Subscribe
About

More IP Connect cuts coming

Nicola Mawson
By Nicola Mawson, Contributor.
Johannesburg, 01 Aug 2013
The effect of more IP Connect cuts depends on how big they are, says MWeb ISP CEO Derek Hershaw.
The effect of more IP Connect cuts depends on how big they are, says MWeb ISP CEO Derek Hershaw.

Telkom has confirmed the cost of IP Connect, one of the biggest cost drivers for Internet service providers (ISPs), will come down.

However, the telco has not indicated by how much this charge will be reduced. It says the reduction in the price of its wholesale IP Connect (IPC) service will be reduced as part of the Competition Commission settlement.

"Telkom will implement price reductions as per timelines agreed with the Competition Commission, namely within the 2014, 2015 and 2016 financial years. In each instance, Telkom will directly notify the ISPs of such price reductions."

The reduction follows a 30% cut in PC costs last April. IPC has been cited as an inhibitor to growing broadband in SA as ISPs argue the cost is inflated and limits competition.

Telkom's settlement with the commission moots a functional separation of Telkom into a wholesale and retail arm, and the payment of an administrative fine of R200 million in three tranches. As part of the agreement, the telco will implement wholesale and retail pricing commitments for the next five years that should yield R875 million in savings.

The settlement follows five complaints lodged between June 2005 and July 2007, by several ISPs and the Internet Service Providers' Association (ISPA). The commission determined Telkom was squeezing margins and acting in an anti-competitive manner.

Dependant on size

Derek Hershaw, MWeb ISP CEO, says the effect on the industry depends on the size of the cuts. He says, if fixed-line broadband is going to stay relevant in a market that is increasingly dominated by mobile broadband, a few things have to happen.

These include that the cost of data must continue to come down, which requires double-digit IPC cuts, and speeds must improve, says Hershaw. He adds that the cost of the access line also has to decrease.

Telkom has agreed to trim the price of wholesale services in areas such as undersea cable international lines, national high bandwidth transmission lines, access to ADSL lines via the IP Connect service and Diginet leased-line access, as well as related retail products, Telkom's VPN Supreme and Internet Access.
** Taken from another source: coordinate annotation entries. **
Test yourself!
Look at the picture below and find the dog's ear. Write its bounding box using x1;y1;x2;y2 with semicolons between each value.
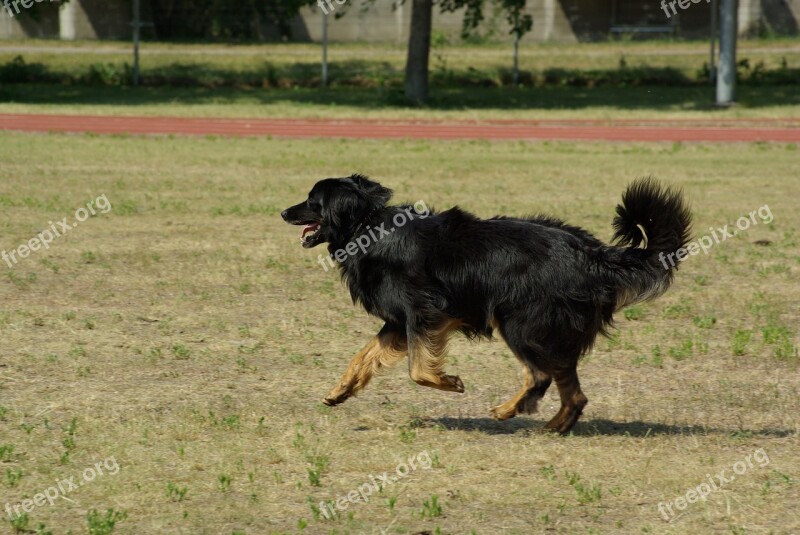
350;174;393;206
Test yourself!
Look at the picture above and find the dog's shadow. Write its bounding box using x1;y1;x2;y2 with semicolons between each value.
422;418;793;438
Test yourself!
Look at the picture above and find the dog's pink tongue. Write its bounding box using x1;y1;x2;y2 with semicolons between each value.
300;223;319;238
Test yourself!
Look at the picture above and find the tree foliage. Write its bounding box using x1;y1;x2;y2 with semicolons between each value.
439;0;533;38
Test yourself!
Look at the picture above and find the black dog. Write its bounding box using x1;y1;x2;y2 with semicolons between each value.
281;175;691;433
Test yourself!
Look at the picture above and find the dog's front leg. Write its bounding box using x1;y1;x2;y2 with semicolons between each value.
322;323;408;407
408;321;464;393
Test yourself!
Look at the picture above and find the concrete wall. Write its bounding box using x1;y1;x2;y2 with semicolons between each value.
0;0;132;39
294;0;788;43
0;0;800;43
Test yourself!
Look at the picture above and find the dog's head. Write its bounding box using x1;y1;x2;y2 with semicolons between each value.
281;175;392;248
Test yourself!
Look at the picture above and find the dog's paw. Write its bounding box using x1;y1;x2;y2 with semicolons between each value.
322;390;350;407
322;398;341;407
489;405;517;422
445;375;464;394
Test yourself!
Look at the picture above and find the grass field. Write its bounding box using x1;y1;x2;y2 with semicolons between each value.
0;133;800;534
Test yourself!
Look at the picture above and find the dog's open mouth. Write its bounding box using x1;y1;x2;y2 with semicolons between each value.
300;223;322;247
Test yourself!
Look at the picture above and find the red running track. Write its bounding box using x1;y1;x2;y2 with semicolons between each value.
0;114;800;143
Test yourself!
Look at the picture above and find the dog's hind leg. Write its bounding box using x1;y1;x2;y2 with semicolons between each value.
322;324;408;406
490;351;552;420
408;320;464;393
544;365;588;435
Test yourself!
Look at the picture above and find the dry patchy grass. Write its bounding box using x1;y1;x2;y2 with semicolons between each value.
0;133;800;534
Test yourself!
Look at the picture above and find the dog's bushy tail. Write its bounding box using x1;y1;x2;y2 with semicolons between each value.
614;178;692;309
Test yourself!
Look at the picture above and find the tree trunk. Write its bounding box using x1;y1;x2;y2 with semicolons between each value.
406;0;433;104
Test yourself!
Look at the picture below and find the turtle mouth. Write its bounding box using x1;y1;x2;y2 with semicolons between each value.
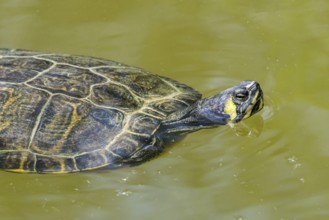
250;96;264;116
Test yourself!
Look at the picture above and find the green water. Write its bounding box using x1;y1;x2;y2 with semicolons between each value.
0;0;329;220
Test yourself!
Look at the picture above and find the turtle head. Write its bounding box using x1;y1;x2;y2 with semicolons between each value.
197;80;264;126
161;80;264;133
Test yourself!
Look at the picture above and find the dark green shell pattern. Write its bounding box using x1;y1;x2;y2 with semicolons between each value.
0;49;201;173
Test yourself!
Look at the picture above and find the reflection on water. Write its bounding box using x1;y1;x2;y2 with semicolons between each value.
0;0;329;220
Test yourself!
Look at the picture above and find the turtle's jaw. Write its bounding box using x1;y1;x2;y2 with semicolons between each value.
232;83;264;123
160;80;264;133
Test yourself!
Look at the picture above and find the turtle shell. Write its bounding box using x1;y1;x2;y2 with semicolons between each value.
0;49;201;173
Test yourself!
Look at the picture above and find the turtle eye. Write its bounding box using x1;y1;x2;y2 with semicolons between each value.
233;89;249;102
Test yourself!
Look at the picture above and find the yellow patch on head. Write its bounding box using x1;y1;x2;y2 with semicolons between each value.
243;91;259;119
224;96;237;120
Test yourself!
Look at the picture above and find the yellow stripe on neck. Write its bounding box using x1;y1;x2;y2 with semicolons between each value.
224;96;237;120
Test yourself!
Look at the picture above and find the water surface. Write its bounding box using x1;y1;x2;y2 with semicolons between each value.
0;0;329;220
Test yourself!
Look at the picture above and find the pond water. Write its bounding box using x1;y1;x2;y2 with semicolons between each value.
0;0;329;220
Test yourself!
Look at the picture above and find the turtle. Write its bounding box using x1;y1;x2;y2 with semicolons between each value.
0;49;264;173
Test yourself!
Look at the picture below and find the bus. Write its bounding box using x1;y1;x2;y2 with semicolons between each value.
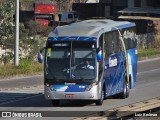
38;19;137;105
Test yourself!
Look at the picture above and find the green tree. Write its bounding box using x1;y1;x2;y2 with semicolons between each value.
0;0;15;64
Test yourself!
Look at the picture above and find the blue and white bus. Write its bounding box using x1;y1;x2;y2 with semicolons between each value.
38;19;137;105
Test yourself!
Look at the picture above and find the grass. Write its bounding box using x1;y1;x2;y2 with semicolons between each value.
0;60;43;78
0;48;160;78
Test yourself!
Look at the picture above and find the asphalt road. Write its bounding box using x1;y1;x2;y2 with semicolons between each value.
0;58;160;119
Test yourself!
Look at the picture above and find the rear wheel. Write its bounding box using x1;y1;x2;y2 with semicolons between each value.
52;100;60;106
120;79;130;99
96;89;104;105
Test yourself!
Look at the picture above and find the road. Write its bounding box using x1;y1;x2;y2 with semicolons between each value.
0;58;160;119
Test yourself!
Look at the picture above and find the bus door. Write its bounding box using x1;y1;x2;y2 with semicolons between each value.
104;31;125;96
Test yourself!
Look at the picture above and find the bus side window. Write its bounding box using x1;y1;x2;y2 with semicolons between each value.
104;32;114;57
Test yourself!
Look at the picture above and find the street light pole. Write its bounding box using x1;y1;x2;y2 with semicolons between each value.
14;0;19;66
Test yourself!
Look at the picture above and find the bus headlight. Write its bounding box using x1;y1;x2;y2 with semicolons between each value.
49;85;55;91
86;83;97;91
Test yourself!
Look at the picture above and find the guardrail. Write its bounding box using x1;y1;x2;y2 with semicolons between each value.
73;97;160;120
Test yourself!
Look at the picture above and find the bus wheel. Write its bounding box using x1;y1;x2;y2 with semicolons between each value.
120;80;130;99
96;89;104;105
52;100;60;106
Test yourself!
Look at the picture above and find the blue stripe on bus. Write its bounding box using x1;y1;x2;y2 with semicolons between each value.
112;23;135;30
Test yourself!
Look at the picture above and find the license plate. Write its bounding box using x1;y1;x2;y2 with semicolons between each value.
65;94;74;98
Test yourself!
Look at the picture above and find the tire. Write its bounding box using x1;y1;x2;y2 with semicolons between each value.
96;89;104;106
120;79;130;99
52;100;60;106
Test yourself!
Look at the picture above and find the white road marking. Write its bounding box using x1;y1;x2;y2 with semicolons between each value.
137;68;160;75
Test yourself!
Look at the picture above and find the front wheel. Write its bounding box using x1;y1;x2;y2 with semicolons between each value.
96;89;104;105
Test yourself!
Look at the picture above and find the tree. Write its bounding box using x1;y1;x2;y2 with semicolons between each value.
0;0;15;64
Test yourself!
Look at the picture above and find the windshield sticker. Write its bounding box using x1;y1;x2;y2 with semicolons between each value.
109;57;117;67
47;48;51;57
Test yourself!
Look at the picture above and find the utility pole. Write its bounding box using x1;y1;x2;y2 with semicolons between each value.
14;0;19;66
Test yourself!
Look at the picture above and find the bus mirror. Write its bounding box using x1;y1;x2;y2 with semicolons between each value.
97;50;102;62
37;51;43;63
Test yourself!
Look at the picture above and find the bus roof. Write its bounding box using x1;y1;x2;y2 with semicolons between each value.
48;19;135;37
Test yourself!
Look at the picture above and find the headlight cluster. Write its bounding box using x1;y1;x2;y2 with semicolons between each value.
46;84;56;91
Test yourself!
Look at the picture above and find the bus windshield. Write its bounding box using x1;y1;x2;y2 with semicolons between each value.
45;41;96;81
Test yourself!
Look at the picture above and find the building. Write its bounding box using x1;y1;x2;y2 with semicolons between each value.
99;0;160;16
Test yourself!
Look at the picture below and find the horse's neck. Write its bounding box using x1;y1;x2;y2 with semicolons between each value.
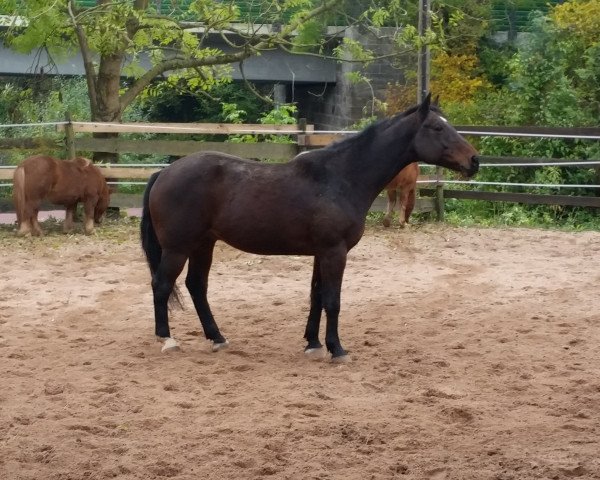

IPC, the wholesale product through which third-party ISPs connect to Telkom's network, is responsible for the bulk of ISPs' costs to deliver Internet services to customers. According to ISPA, this can be up to 70% of the total costs involved.

The product is used by existing ISPs to provide Internet services to small and medium enterprises, residences and businesses. "The cost of the IP Connect product is the single largest cost component faced by competing ISPs in providing choice to the end-user for fixed-line ADSL services," the Independent Communications Authority of SA has said.

Telkom's price reductions, as a result of the settlement, are weighted more heavily in favour of wholesale services, at a minimum of 70%, to bring about a more competitive market, says the commission in its statement. Telkom will also ensure any price reductions are not reversed in the 2017 and 2018 financial years.

Telkom has admitted that, during the complaint period, first-tier ISPs had to use Telkom's services to build or gain access to backbone networks, but that the pricing charged by Telkom was higher than it charged its own retail arm.